When asked why natural language processing is such an opportunity, Dr. Roth asserted that it is scientifically interesting and challenging as to why humans can do it so easy. We understand language very quickly and naturally, but it is difficult to automate. This type of challenge is what fuels research and education. It is an invitation; what society could gain from this work is limitless.

One of the chief applications of this field is in the medical domain. Dr. Roth mentioned that roughly a million medical documents are published each year. There currently isn’t a way to fathom, contextualize, supervise, or make practical sense of the data held within these by a single entity. Humans can make sense of this type of data but machines cannot fully, and the sheer amount of information is too much for humans themselves to take on. Machine learning seeks to use the computational power of machines and combine it with the way that humans are able to understand data to serve greater purposes. A machine would be able to use a mass amount of information, such as in medical papers, to limitless possibilities.

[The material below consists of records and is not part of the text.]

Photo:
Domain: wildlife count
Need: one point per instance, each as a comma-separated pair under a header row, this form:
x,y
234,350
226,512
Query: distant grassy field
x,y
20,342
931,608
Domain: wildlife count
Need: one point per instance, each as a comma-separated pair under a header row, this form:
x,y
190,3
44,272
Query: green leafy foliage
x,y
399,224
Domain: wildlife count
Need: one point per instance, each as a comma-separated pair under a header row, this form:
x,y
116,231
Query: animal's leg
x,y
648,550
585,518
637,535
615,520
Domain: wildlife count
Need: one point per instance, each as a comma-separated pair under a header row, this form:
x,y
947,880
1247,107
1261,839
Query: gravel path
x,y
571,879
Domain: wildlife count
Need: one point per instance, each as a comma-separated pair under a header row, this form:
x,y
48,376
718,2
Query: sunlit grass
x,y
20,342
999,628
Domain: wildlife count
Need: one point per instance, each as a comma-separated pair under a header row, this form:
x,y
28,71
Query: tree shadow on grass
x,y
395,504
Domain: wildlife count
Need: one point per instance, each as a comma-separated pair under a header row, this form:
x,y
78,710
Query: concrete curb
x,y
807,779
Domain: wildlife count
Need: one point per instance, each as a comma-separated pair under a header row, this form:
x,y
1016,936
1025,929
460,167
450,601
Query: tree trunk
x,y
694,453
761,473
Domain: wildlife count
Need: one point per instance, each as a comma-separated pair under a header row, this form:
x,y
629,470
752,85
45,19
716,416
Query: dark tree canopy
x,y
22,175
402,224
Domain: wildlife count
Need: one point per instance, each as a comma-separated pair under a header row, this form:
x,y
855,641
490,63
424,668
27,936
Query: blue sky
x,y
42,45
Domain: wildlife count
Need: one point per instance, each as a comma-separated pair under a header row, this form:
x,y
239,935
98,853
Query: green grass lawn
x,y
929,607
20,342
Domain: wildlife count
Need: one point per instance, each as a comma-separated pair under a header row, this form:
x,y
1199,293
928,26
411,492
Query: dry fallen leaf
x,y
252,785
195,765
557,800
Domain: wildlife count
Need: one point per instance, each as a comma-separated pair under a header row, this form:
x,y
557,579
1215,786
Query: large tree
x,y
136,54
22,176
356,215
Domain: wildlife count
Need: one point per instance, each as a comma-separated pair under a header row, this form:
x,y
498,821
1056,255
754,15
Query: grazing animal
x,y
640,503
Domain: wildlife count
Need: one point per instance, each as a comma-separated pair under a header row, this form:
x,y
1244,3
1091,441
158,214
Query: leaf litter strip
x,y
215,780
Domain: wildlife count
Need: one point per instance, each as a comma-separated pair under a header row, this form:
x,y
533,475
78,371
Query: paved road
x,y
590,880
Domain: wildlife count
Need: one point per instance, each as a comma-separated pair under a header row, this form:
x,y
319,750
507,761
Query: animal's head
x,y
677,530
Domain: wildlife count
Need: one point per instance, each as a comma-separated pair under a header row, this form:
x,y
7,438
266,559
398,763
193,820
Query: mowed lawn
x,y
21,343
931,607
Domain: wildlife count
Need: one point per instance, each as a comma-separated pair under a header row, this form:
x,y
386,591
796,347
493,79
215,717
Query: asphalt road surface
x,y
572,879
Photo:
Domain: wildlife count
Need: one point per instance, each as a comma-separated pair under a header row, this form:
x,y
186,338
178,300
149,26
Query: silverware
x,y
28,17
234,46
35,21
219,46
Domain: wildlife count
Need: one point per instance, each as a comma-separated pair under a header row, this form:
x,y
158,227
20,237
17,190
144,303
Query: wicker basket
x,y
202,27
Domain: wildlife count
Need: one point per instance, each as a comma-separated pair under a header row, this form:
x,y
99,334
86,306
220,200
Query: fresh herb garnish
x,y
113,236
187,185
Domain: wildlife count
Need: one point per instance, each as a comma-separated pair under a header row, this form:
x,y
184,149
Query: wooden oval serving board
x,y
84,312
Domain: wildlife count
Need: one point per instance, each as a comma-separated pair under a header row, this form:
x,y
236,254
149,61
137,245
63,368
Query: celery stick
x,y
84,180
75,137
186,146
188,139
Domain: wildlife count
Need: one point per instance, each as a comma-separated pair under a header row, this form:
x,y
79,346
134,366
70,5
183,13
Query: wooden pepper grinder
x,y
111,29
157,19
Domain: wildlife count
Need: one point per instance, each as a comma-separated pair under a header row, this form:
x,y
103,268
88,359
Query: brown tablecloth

Dr. Roth continued to explain the current limitations in that when you search through Google, you are using a very low bandwidth of communication. The input and results are keyword-based. You often can’t ask specific questions and get specific answers. There is much information that you can’t access; it is there, but machines don’t know the right way to access it. “The ability to access information would be significantly different if you could communicate better with natural language [in human-computer interactions],” Dr. Roth said.

Machine learning is all over the internet, whether you realize it or not. Google, Facebook, and Twitter are just examples of the countless that utilize it. Another major example of its current usage is in advertising. Companies look at previous communications, such as emails or purchases, and automatically decide which ad would be most effective. Yet another example is the financial domain, where companies can detect fraud by automatically scanning credit card transactions and determining if they are legit. Language translators in general even use components from this field.

Learning and understanding from language is something that makes us innately human, and replicating that is the challenge because of ambiguity and variability in language. Every decision when receiving information comes with an additional layer of knowledge that does not come with the data. Take sign language interpretation for example, where the interpreter has to make very rapid decisions all the time. The interpreters bring the human layer of experience to contextualize the information they are receiving and translate it to a new audience. We reason with knowledge. It is easy to build a database, but what we need is machines that are able to make good use of this data with reason.

“Being able to process natural language automatically is going to be very very useful for society,” Dr. Roth said, but there is still much work to be done. Back to the medical industry; what if every time someone went to the emergency room, machines were able to meaningfully combine all of that person’s many medical records into one simple, relevant document that better prepared the doctor? Doctors cannot possibly dig through every bit of medical data on a person every time they come in, so something that streamlines the process intelligently could improve the lives of many. In the future, we will be able to communicate more freely with all of the machines around us.

Dr. Roth said he was “very impressed with what he has seen at RIT.” The interdisciplinary nature of the institute drives many interesting projects, from collaboration with medical data to the social science perspective of the work. The Digital Humanities program under development is just one example of blending Liberal Arts programs with computing technologies.

Overall, the most impressive part of RIT to Dr. Roth was how the work of the students seems to look outward, to what society can gain from these studies. Young people should be interested in topics like computational linguistics not only because they are challenging, but because they are an investment in the future.